MERAK ETTİĞİM ŞEYLER
DEVLET VERGİ VERMEYİNCE HALKIN KAYBI OLMUYOR MU YANİ?
Üzerinden biraz zaman geçti ama notumu almışım bir kere bu nedenle yazacağım. Tatildeyken görmüşüm. Türkiye Büyük Millet Meclisi Başkanı İsmail Kahraman'a alınan bir lüks otomobilin 5 milyon liraya mal olduğu ileri sürüldü. Doğal olarak özellikle sosyal medyada Meclis Başkanı topa tutuldu. Üstelik o sıralarda Almanya ile sertleşmemizin ilk günleriydi. Birçok kişi konuyu bu açıdan da eleştirdi.

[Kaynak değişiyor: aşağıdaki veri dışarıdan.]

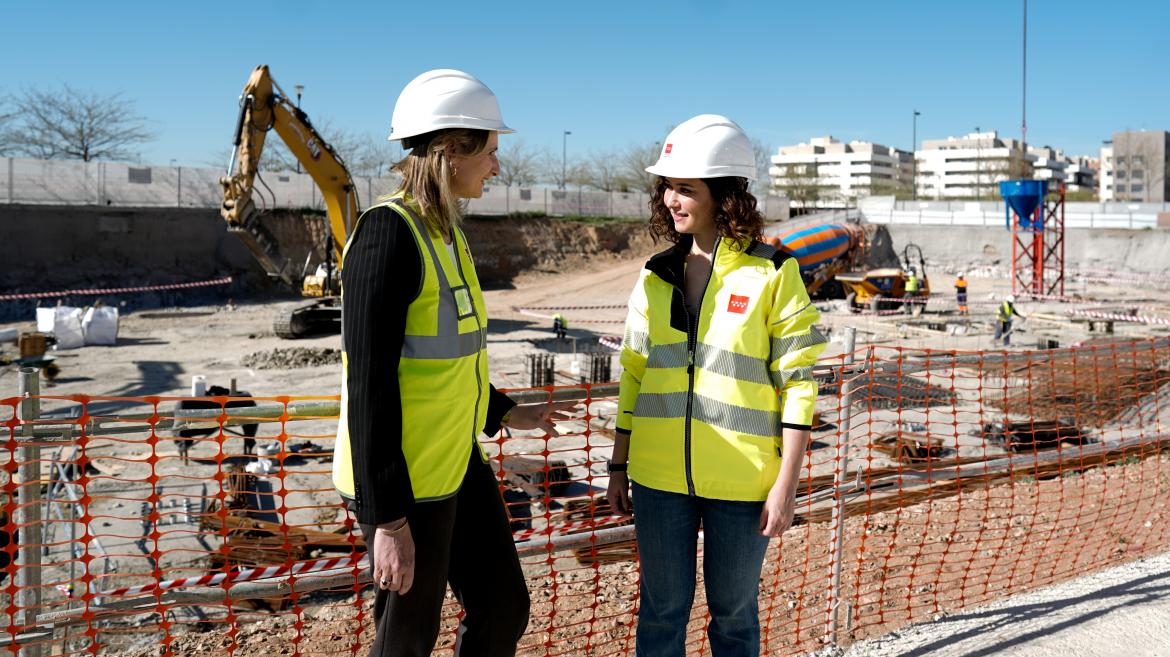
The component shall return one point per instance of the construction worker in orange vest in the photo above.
(961, 292)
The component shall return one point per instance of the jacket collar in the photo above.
(670, 263)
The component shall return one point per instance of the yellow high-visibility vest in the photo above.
(706, 399)
(442, 373)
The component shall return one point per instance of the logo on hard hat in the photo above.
(738, 304)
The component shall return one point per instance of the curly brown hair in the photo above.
(736, 215)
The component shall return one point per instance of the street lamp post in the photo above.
(914, 156)
(300, 89)
(564, 146)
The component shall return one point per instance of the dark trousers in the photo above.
(465, 541)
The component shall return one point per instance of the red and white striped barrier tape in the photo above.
(224, 281)
(243, 575)
(1120, 317)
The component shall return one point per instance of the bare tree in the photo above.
(557, 171)
(520, 164)
(800, 182)
(632, 163)
(6, 119)
(601, 171)
(763, 184)
(373, 156)
(75, 124)
(364, 154)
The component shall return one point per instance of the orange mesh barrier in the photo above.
(935, 481)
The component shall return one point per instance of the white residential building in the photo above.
(1105, 174)
(1081, 174)
(1048, 164)
(830, 173)
(968, 167)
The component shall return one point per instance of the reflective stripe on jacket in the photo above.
(1006, 310)
(704, 399)
(442, 372)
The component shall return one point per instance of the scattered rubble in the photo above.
(293, 358)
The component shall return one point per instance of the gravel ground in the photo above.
(1119, 611)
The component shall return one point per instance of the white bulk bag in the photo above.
(67, 327)
(101, 325)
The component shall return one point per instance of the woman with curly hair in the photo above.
(716, 398)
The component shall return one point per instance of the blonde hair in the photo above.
(427, 173)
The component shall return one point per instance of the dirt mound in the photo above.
(293, 358)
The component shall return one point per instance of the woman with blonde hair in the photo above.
(415, 393)
(716, 395)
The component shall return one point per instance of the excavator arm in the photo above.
(263, 106)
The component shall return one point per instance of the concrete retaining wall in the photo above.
(1121, 250)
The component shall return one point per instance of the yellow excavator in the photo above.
(263, 106)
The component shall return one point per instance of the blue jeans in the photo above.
(667, 526)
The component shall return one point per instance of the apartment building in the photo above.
(1105, 174)
(972, 166)
(1140, 164)
(827, 173)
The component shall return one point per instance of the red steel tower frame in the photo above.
(1038, 254)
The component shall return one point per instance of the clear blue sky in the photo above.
(619, 73)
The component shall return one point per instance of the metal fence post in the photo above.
(28, 511)
(839, 477)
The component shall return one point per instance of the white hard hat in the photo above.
(706, 146)
(445, 98)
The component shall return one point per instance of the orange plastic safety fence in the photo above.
(935, 481)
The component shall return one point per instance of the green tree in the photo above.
(69, 123)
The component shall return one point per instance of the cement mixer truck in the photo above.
(824, 251)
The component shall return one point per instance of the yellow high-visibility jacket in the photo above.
(704, 399)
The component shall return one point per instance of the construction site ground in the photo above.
(159, 350)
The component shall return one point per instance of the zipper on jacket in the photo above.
(479, 352)
(692, 345)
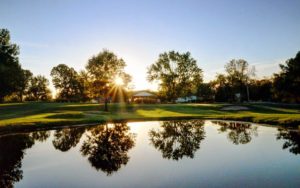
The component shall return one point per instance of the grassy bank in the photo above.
(21, 115)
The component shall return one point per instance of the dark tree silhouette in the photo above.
(40, 136)
(107, 147)
(67, 138)
(178, 139)
(12, 150)
(291, 138)
(238, 132)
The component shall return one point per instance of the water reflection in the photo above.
(178, 139)
(107, 147)
(238, 132)
(291, 138)
(40, 136)
(12, 150)
(67, 138)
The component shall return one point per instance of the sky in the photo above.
(263, 32)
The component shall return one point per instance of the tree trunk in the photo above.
(248, 97)
(106, 104)
(21, 96)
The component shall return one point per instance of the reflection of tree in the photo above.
(291, 138)
(178, 138)
(238, 132)
(40, 136)
(11, 155)
(67, 138)
(107, 147)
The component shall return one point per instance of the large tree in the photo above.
(10, 69)
(236, 80)
(177, 73)
(38, 89)
(24, 83)
(239, 74)
(287, 82)
(104, 70)
(66, 80)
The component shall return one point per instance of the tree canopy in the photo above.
(287, 82)
(66, 80)
(103, 69)
(178, 74)
(10, 69)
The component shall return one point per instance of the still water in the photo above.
(186, 153)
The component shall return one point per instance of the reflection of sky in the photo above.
(215, 31)
(217, 163)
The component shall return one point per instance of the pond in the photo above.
(185, 153)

Ancak benim asıl dikkatimi çeken Meclis Başkanı'nın savunmasıydı. İsmail Kahraman lüks otomobilin 5 milyon liraya mal olmadığını söyledi. Bir buçuk milyon liralık bir araba olduğunu söyledi sanki bir buçuk milyon az paraymış gibi. Ama bana göre skandal olan şey başka. İsmail Kahraman diyor ki “Bu araba devlete alındığı için KDV ve gümrük vergisi ödenmedi.” Özrü kabahatinden büyük bir açıklama değil mi bu? Ne fark edecek ki? Otomobil için Almanya'ya ödenen para aynı. Gerisi Türkiye'deki bir kişinin devlete ödeyeceği vergiler. Yani aynı otomobili ben alacak olsam, bana maliyeti 5 milyon lira. Devlet alınca vergiler ödenmiyormuş. Bizim için bir şey değişmiyor ki.
Ha halkın parasını devletin
bir kasasından alıp öbür kasasına vergi olarak yatırmışsın ha bu vergileri hiç ödememişsin. Sonuçta ortadaki kayıp halkın parasının kaybıdır. Meclis Başkanı “rakam oyunu” yaparak kendisine alınan çok lüks aracı meşru hale getirmeye çalışıyor. Ne ayıp.